Project repository of Knowledge Engineering. Project name: Automatic Speech Recognition (ASR) building, trainging and inferring on a Recurrent Neural Network for offline automatic subtitles generation.
Based on:
- Python 3.9
- Tensorflow 2.6.1
Example of usage:
- Clone the repository:
git clone https://github.com/uigiporc/icon-sr.git
- Download and extract the dataset from LibriSpeech
curl.exe -o dataset.zip https://www.openslr.org/resources/12/train-clean-360.tar.gz
tar -xzvf dataset.zip
- Install the dependencies in requirements.txt
pip3 install -r icon-sr/preprocessing/requirements.txt
The preproccesing is necessary only if you want to train from scratch the model. To do so, edit DATASET_PATH and PROCCESSED_PATH in preprocessing/preprocessing.py. Then run:
python3 icon-sr/preprocessing/preprocessing.py
To train the model, upload PROCESSED_PATH to a Google Cloud Bucket (for TPU hardware acceleration) or Google Drive (for GPU or no hardware acceleration).

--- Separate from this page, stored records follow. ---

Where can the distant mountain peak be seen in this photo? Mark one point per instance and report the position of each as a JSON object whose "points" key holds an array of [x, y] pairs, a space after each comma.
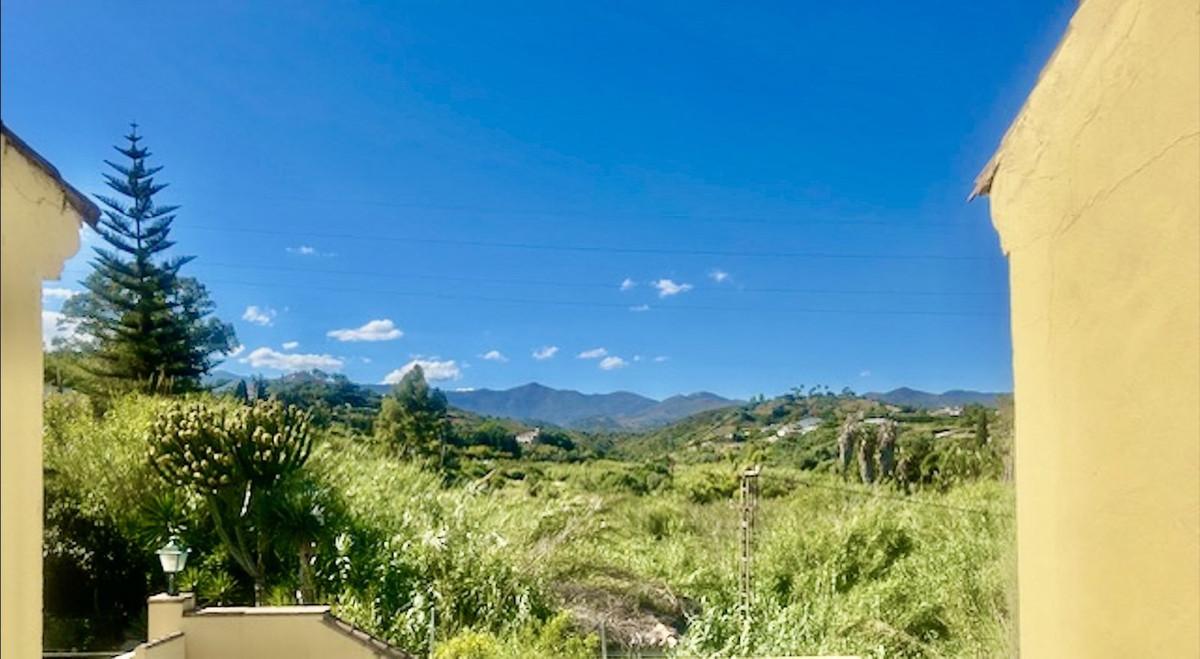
{"points": [[907, 396], [570, 408]]}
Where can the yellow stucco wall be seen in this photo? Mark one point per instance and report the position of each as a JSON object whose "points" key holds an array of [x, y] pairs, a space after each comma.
{"points": [[39, 231], [286, 635], [1096, 196], [177, 629]]}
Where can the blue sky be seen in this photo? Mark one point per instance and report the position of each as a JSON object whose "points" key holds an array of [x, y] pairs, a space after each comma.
{"points": [[780, 185]]}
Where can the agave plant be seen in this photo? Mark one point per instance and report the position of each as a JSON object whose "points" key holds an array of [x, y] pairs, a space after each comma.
{"points": [[235, 457]]}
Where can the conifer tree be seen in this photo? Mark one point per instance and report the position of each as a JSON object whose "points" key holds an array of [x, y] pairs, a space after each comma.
{"points": [[145, 327]]}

Then, set the paths in the notebook speech_to_text.ipynb, and run on Colab.
With Librispeech-train-clean-360 expect around 60 minutes per Epoch on TPU.
Install:
pip3 install pipwin
pipwin install pyaudio
Enable and set Stereo Mix as your default input device. For instructions, see this
Then run:
python3 inference.py
Untested. Should work without too many changes.